On Wed, 30 May 2007, Linus Torvalds wrote:

> On Wed, 30 May 2007, Davide Libenzi wrote:
> > 
> > Here I think we are forgetting that glibc is userspace and there's no 
> > separation between the application code and glibc code. An application 
> > linking to glibc can break glibc in thousand ways, indipendently from fds 
> > or not fds.

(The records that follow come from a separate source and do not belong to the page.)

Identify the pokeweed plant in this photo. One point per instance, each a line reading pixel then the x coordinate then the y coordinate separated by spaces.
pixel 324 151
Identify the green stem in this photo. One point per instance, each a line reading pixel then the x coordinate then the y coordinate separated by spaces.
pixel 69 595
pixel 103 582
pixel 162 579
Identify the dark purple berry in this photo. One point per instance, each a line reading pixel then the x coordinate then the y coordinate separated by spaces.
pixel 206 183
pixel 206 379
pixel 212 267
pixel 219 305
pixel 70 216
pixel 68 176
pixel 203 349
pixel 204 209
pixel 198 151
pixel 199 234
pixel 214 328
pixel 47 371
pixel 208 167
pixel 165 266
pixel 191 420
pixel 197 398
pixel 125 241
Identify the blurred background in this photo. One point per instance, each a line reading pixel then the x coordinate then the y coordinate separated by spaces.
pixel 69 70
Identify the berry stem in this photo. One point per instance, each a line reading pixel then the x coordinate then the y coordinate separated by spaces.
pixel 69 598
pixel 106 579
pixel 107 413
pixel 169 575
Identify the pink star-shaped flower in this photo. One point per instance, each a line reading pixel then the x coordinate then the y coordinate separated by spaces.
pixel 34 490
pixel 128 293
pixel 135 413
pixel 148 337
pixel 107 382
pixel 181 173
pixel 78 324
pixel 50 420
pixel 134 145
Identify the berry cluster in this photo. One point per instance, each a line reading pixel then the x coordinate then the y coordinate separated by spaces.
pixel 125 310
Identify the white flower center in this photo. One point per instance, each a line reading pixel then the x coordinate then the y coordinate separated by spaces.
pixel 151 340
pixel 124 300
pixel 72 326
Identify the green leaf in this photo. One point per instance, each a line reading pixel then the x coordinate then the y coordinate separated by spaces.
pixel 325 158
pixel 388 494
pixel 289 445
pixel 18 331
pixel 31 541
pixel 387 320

Like complaining that glibc is broken because printf() 
> > suddendly does not work anymore ;)
> 
> No, Davide, the problem is that some applications depend on getting 
> _specific_ file descriptors.
> 
> For example, if you do
> 
> 	close(0);
> 	.. something else ..
> 	if (open("myfile", O_RDONLY) < 0)
> 		exit(1);
> 
> you can (and should) depend on the open returning zero.
> 
> So library routines *must not* open file descriptors in the normal space.
> 
> (The same is true of real applications doing the equivalent of
> 
> 	for (i = 0; i < NR_OPEN; i++)
> 		close(i);
> 
> to clean up all file descriptors before doing something new. And yes, I 
> think it was bash that used to *literally* do something like that a long 
> time ago.

Right. I misunderstood Uli and Ingo. I thought it was like trying to 
protect glibc from intentional application mis-behaviour.



> Another example of the same thing: people open file descriptors and know 
> that they'll be "dense" in the result, and then use "select()" on them.
> 
> So it's true that file descriptors can't be used randomly by the standard 
> libraries - they'd need to have some kind of separate "private space".
> 
> Which *could* be something as simple as saying "bit 30 in the file 
> descriptor specifies a separate fd space" along with some flags to make 
> open and friends return those separate fd's. That makes them useless for 
> "select()" (which assumes a flat address space, of course), but would be 
> useful for just about anything else.

I think it can be solved in a few ways. Yours or Ingo's (or something 
else) can work, to solve the above "legacy" fd space expectations.